# Fish cake potato tech?



## giggler (Jul 16, 2016)

I have made canned salmon cakes with smooshed crakers, but I would like to try with mashed potatos..

do i simply boil some potatos, then add the various spices and onion, green tops, etc and just add the canned salmon, an egg and mash all together and form paties? 

I will fry in a bit of oil till brown. some recipies say roll in bread crumbs, but I may just skip that.

I'm thinking terragone or dill, bay season, worchester sauce, hot sauce...

Sound about right?

Eric, Austin Tx.


----------



## Aunt Bea (Jul 16, 2016)

That is pretty much what I would do.

The trick to me is making a mixture that is on the dry side so it will hold together firmly when you fry it.  I would beat the egg in a cup and add it to the mixture a little at a time to be sure it does not get too sloppy.

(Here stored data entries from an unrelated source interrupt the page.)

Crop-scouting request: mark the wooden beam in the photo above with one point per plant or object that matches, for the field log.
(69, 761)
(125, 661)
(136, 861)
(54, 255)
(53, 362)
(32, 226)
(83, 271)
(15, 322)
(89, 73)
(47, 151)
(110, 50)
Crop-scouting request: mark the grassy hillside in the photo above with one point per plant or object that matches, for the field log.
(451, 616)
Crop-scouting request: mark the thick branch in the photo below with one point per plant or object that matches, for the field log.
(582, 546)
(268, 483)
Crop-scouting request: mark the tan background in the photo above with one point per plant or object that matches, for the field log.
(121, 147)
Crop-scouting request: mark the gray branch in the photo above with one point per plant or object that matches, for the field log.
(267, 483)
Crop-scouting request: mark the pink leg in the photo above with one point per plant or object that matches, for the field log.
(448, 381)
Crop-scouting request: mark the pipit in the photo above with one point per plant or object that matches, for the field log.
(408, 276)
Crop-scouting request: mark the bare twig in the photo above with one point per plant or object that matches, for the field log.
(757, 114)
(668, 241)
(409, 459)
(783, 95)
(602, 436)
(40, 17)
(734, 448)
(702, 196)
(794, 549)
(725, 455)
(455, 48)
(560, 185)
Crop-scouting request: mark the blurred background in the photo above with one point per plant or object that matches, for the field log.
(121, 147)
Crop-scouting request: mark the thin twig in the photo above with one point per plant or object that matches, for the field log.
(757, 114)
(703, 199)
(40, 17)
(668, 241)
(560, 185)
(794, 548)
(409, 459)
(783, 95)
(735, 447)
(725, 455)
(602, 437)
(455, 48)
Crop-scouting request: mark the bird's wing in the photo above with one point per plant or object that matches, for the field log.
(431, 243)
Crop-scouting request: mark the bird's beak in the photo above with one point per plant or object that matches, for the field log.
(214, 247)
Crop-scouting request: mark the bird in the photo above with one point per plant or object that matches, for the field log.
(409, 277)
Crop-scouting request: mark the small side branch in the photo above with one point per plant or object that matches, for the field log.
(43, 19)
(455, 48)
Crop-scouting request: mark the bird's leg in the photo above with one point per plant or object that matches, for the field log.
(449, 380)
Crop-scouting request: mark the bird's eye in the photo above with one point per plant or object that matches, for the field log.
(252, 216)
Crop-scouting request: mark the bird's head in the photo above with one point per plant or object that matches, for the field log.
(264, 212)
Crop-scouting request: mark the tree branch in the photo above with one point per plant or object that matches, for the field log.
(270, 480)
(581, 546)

I've noticed that some of the "modern" recipes use instant mashed potato flakes.

Good luck!


----------



## di reston (Jul 16, 2016)

If you use egg yolks only, then the mix will hold nicely, like croquette poatoes . that's what they should be like. The breadcrumbs also help to keep them together. Make sure that the ingredients you use are as 'dry' as possible, i.e. squeeze out as much of the liquid as you can. These fishcakes are also nice done with salmon.

di reston

Enough is never as good as a feast   Oscar Wilde


----------